Os últimos vinte anos devem ser lembrados como um capítulo crítico e doloroso na história da psicologia dos Estados Unidos: o emaranhado equivocado de psicólogos e da ciência psicológica no pior da chamada guerra ao terror; os abusos inescrupulosos perpetrados por membros da profissão; e o próprio fracasso da APA em defender tenazmente os princípios de “não causar danos” em tempos de incerteza e ameaça. Ao mesmo tempo, as lições a serem aprendidas vão além do campo da psicologia sozinho. Eles se aplicam em medida significativa a qualquer profissão, sempre que atores institucionais poderosos e agências governamentais recorrem a eles em busca de contribuições especializadas para empreendimentos eticamente suspeitos.

Nesse contexto, a APA se destaca como um caso de estudo esclarecedor e trágico. No entanto, hoje, os principais líderes da associação parecem muito ansiosos para deixar para trás os erros e transgressões do passado. Mas fazer isso seria irresponsável, contanto que figuras e forças influentes continuem a defender o envolvimento de psicólogos em implacáveis ​​operações de inteligência militar e procurem garantir que essas funções estarão disponíveis no futuro. Aumentando ainda mais o possível perigo que temos pela frente, está a realidade de que os dois principais partidos políticos não estão dispostos a responsabilizar os perpetradores de abusos da guerra contra o terrorismo e tortura. Isso só torna mais provável que métodos depravados de detenção e interrogatório algum dia sejam novamente contemplados - e talvez mais cedo do que imaginamos.

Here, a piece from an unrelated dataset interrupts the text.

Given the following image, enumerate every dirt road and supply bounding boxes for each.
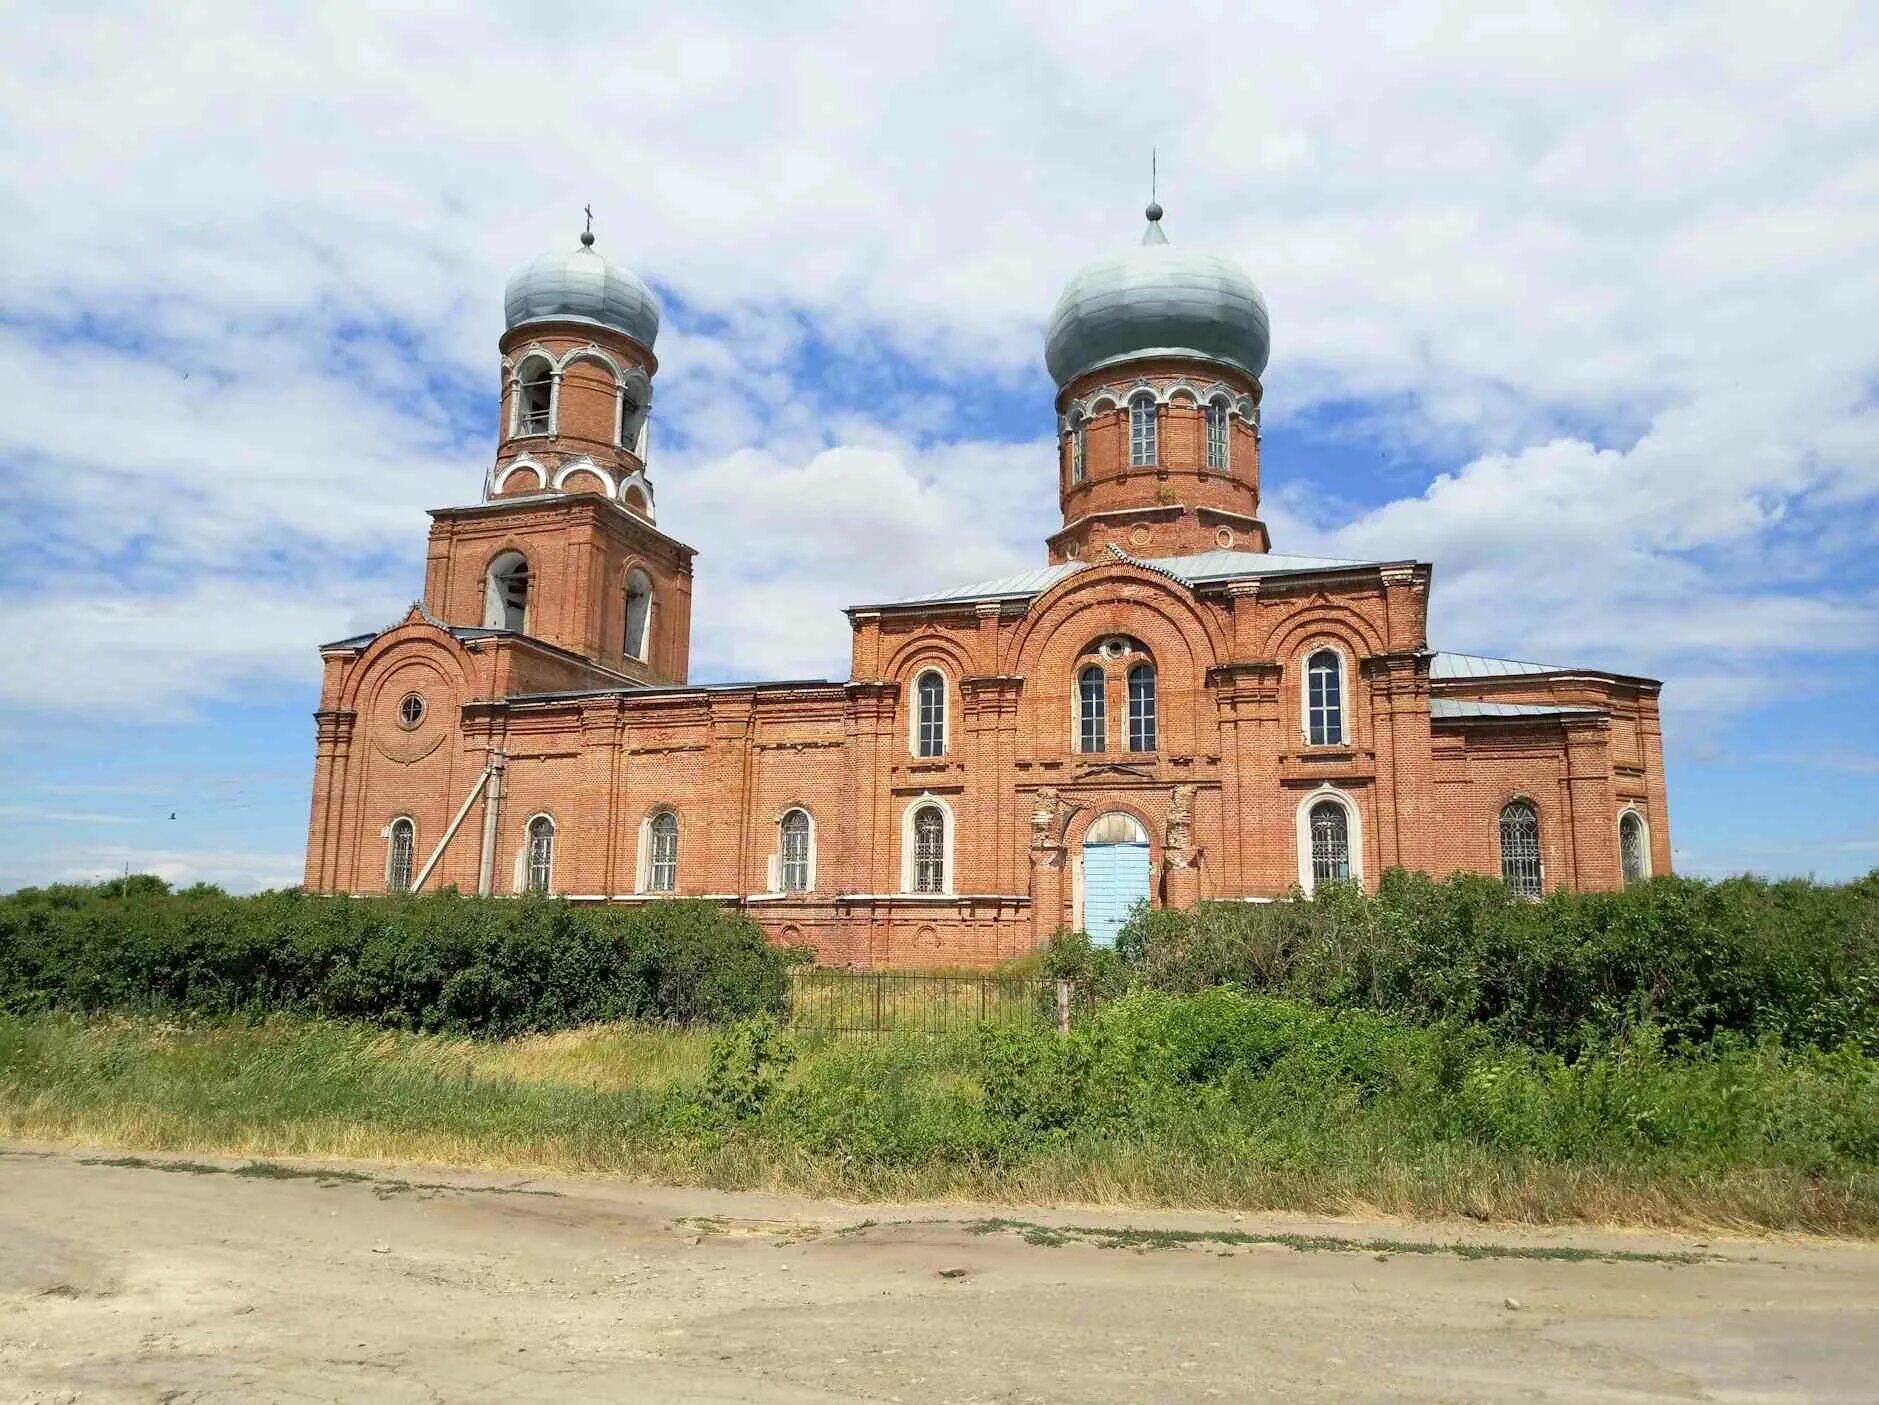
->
[3,1145,1876,1402]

Roy Eidelson, PhD, é um ex-presidente da Psychologists for Social Responsibility, um membro da Coalition for an Ethical Psychology e o autor de POLITICAL MIND GAMES: How the 1% Manipulate Our Understanding of O que está acontecendo, o que é certo e o que é possível . O site de Roy é www.royeidelson.com e ele está no Twitter em @royeidelson .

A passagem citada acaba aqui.